App Service Health Check Alert
We have a number of App Services where we want to use health checks. In the first step we want to use them in alerts and later for auto-healing / load-balancing etc. I have observed a number of things that do not appear to be correct.
I have implemented a switch in a service that will start reporting bad health when a certain env variable is set in order to test. We also tested it with simply stopping the service.
Steps:
- Set up a service with a health endpoint on /health
- Enabled health check under "Monitoring > Health Check" and set the correct path
- I can see the metrics when I click on the metrics button here
- I stop the service and leave for half an hour
- No alert is fired
- I start the service again
- Now an alert is triggered
- In the second test later I set the above env variable and validate that the endpoint starts reporting bad health (503)
- After a while an alert is triggered (which is ok)
- I leave the service in bad health state
- After 10 mins the alert is deactivated automatically
- In the metrics graph mentioned above the value is again at 100 (which is incorrect)

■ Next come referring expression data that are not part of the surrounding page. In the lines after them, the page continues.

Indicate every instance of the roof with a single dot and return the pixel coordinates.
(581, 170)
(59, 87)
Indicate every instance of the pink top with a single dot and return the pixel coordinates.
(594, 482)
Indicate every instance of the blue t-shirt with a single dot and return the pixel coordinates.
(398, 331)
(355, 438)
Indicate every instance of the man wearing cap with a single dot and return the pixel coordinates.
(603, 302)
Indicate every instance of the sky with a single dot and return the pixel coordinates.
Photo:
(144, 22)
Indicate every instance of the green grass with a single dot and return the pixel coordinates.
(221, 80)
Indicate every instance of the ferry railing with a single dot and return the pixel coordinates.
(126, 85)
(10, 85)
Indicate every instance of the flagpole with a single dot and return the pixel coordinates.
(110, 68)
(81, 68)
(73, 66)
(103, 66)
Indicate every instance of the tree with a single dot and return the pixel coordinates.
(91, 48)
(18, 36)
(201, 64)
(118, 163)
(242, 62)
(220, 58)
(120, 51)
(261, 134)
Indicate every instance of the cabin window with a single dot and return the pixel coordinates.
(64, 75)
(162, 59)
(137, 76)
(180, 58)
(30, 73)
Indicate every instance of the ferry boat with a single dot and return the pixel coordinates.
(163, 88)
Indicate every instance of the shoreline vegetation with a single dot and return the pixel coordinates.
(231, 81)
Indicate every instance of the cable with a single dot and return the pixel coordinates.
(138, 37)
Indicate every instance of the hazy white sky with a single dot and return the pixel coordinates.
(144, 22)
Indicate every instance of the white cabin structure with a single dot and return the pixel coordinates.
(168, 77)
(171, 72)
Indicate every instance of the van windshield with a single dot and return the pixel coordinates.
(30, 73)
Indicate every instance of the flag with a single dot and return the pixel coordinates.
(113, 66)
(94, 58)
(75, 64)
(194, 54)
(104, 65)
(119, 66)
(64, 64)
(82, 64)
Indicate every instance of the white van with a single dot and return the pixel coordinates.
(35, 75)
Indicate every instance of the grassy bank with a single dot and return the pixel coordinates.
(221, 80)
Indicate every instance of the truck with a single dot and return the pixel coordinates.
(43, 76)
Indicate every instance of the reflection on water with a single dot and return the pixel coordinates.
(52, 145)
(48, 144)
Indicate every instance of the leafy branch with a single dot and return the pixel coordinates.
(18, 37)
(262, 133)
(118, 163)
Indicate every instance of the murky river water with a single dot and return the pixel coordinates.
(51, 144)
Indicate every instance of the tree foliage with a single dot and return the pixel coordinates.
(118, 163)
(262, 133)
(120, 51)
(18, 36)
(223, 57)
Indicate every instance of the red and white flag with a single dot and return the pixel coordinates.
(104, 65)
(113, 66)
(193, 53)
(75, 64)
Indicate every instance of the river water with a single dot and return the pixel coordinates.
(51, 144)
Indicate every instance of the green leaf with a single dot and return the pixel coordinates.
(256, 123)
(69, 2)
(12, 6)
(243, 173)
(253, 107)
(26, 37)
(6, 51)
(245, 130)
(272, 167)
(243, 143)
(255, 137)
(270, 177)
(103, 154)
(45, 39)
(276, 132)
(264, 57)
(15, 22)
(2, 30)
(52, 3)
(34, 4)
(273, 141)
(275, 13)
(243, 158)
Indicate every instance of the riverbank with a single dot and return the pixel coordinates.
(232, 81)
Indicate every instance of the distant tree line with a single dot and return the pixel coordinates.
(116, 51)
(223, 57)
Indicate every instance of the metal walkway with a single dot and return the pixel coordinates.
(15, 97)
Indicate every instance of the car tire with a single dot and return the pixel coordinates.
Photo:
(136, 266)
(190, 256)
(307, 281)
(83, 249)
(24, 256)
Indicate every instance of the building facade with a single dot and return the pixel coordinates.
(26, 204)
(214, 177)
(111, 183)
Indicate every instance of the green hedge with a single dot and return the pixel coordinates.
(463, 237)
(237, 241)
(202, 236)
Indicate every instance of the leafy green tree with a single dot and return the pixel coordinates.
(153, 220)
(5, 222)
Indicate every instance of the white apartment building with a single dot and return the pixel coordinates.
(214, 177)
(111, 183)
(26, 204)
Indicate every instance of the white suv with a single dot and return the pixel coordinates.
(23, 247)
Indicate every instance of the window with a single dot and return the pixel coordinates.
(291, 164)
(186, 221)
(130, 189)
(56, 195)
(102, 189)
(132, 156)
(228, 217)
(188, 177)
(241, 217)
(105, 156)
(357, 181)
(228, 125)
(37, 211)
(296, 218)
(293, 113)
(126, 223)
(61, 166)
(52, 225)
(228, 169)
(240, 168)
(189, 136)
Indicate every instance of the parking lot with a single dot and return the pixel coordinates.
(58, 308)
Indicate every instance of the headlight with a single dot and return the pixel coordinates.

- After a further 15 mins the alert fires again
- Now I see 2 dips about 20mins apart and a plateau at 100 between them
- This behavior continues in a cycle (alert and 10 minutes later automatic deactivation, 20 minutes later again alerted)
Expected behaviour:
I expect at point 5 that an alert is sent when the service is stopped. When the service is stopped there are no entries in the AzureMetrics Log Table.
I do not expect the alert to resolve (point 11) although the service is unhealthy. The metric should not report good health in the intervening time (point 12).
Further question:
In the AzureMetrics Log Table the Metric HealthCheck Status has the following values:
Total 100
Count 1
Maximum 100
Minimum 100
Average 100
TimeGrain PT1M
UnitName Count
This doesn't make any sense to me. The value of count is 1 but the total is 100? Is it %? Which of these values should I alert? Minimum < 100?